Diesel fuel dataset was provided by SWRI, San Antonio, TX through Eigenvector Research, Inc. (Manson, Washington) [29]. It consists of NIR spectra and six properties of 256 fuel samples. The NIR spectra and cetane number values were investigated for this study. The spectra were measured at Southwest Research Institute (SWRI) on a project sponsored by the U.S. Army. Each spectrum is composed of 401 variables recorded in the wavelength range of 750–1550 nm. The cetane numbers were independently measured by the American Society of Testing and Materials (ASTM) standard method. Figure 2(c) displays the NIR spectra of the 256 samples.
Before calculation, the three datasets were divided into the training and prediction sets as described on the website for model building and performance validation, respectively. For wheat dataset, 775 and 107 samples were used as the training set and prediction sets. For blood dataset, 173 and 58 samples were used as the training and prediction sets. For the diesel fuel dataset, 138 and 118 samples were taken as the training and prediction sets. For PLS modeling, the optimal latent variable (LV) number is determined as 10, 11 and 9 by Monte Carlo cross-validation combined with F-test for wheat, blood and diesel fuel datasets, respectively.
4 Results and Discussion
4.1 Determination the Interval Number
Interval number is a key parameter for FA-PLS. In order to get the optimal interval number, FA parameter takes default values, i.e., the population number is 20, environmental absorbance is 1 and the constant is 0.5. The interval numbers are investigated in the range of 5–30 with an interval of 5. For each interval number, FA-PLS is performed and a RMSEP can be obtained. The variation of RMSEP with the number of intervals for wheat dataset is shown in Fig. 3.

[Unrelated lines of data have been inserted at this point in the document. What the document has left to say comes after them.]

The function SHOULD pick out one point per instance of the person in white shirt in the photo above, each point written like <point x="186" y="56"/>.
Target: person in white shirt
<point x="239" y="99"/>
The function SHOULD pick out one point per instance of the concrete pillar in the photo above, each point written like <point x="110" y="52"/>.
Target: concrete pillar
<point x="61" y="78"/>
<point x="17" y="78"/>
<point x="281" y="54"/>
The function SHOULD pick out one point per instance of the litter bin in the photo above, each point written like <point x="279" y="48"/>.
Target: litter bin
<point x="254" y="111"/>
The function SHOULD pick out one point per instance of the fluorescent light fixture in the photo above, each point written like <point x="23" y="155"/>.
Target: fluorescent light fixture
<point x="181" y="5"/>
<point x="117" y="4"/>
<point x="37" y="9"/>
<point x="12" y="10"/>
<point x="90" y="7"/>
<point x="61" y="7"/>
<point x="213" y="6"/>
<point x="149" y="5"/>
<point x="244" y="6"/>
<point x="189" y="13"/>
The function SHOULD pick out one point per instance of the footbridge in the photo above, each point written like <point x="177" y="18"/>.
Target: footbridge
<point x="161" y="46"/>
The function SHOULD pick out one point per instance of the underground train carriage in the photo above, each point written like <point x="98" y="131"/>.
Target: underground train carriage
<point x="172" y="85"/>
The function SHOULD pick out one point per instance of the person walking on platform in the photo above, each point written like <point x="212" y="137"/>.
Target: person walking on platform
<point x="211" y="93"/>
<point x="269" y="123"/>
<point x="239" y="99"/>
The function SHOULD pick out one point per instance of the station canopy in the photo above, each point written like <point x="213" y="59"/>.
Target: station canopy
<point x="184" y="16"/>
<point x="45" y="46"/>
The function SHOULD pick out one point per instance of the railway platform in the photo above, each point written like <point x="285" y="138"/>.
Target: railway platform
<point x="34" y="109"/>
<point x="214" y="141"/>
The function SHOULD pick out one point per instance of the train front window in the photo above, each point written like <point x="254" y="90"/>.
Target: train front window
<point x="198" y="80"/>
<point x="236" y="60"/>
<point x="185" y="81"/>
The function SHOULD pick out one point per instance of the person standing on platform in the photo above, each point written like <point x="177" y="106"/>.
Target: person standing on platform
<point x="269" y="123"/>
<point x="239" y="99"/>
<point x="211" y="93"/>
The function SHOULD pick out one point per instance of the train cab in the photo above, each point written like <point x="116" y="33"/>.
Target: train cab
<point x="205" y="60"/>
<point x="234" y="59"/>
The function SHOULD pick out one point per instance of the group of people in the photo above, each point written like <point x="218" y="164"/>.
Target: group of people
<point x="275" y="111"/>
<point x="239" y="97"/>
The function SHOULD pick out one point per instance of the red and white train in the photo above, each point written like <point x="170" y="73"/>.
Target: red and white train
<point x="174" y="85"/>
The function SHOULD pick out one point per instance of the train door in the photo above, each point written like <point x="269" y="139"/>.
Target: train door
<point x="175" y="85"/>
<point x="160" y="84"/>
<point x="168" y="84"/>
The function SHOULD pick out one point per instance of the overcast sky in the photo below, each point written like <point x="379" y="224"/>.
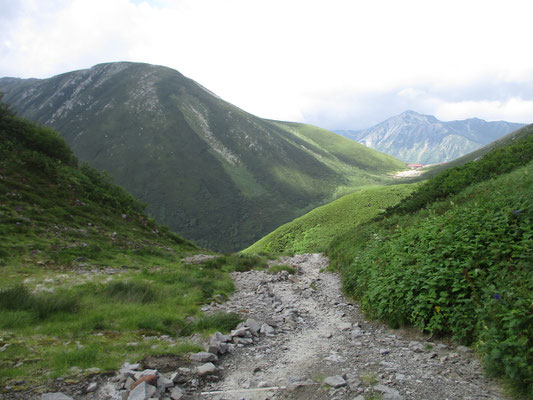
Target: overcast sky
<point x="339" y="64"/>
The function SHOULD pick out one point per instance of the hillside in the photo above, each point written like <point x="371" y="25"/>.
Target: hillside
<point x="314" y="231"/>
<point x="454" y="258"/>
<point x="417" y="138"/>
<point x="477" y="154"/>
<point x="210" y="171"/>
<point x="88" y="280"/>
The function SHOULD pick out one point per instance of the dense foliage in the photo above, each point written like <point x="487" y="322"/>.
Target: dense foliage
<point x="462" y="266"/>
<point x="87" y="277"/>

As demonstrated in Fig. 3, with the increase of interval number, the RMSEP decreases before 10. After that, the RMSEP increases significantly. RMSEP represents predictive ability of the model, a model with a better parameter should have a lower RMSEP. Thus, the optimal interval number for wheat dataset is 10. Similarly, the optimal interval number is determined as 20 for both blood and diesel fuel datasets.

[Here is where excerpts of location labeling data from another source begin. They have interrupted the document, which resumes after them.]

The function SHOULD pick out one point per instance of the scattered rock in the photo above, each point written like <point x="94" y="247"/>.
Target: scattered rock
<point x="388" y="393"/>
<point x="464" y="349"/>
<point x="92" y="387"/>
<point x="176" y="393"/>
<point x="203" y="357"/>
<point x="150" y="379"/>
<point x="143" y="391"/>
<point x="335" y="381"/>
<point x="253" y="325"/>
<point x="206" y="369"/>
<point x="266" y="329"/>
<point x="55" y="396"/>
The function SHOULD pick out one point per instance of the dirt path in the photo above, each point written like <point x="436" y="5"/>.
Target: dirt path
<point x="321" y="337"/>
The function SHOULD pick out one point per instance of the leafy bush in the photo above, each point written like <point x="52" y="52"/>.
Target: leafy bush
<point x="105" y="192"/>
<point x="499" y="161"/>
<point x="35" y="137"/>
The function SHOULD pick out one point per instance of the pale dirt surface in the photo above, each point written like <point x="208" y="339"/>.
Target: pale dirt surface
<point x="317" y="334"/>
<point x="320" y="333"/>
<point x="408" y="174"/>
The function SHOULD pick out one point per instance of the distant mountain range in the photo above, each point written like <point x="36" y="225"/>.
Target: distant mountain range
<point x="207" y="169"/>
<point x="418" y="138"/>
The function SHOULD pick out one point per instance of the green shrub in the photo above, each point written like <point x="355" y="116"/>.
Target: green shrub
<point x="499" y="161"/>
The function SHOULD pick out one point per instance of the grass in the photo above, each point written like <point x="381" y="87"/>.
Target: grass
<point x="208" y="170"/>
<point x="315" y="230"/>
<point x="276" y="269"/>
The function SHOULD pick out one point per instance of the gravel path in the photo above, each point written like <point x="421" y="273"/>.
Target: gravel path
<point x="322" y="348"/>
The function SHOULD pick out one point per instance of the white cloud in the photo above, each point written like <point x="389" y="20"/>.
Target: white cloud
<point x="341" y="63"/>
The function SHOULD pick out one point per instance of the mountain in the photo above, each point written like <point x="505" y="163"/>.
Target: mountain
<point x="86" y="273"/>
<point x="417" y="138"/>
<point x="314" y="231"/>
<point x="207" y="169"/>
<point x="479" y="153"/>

4.2 Parameter Optimization of FA
The population number n, environmental absorbance γand constant α are three important parameters for FA. The three parameters are optimized successively for each dataset. For determining the optimal population number n, the interval number is used the optimal value determined above. Other parameters take default values, i.e., environmental absorbance is 1 and the constant is 0.5. Population number changes from 10 to 60 with an interval of 10. For each population number, FA-PLS is performed and a RMSEP can be obtained. Figure 4(a) shows the variation of RMSEP values with the population number for wheat dataset. Clearly, the RMSEP decreases with the increase of population number before 30. Above 30, the RMSEP value has an increasing trend. The lowest RMSEP is located at 30. Thus, the optimal population number is 30 for wheat dataset. Because FA is swarm intelligence, it is easy to understand that too few and too many fireflies are not good for population performance. Similar analysis can be performed for blood and diesel fuel datasets and the optimal population number is set as 30 and 40, respectively.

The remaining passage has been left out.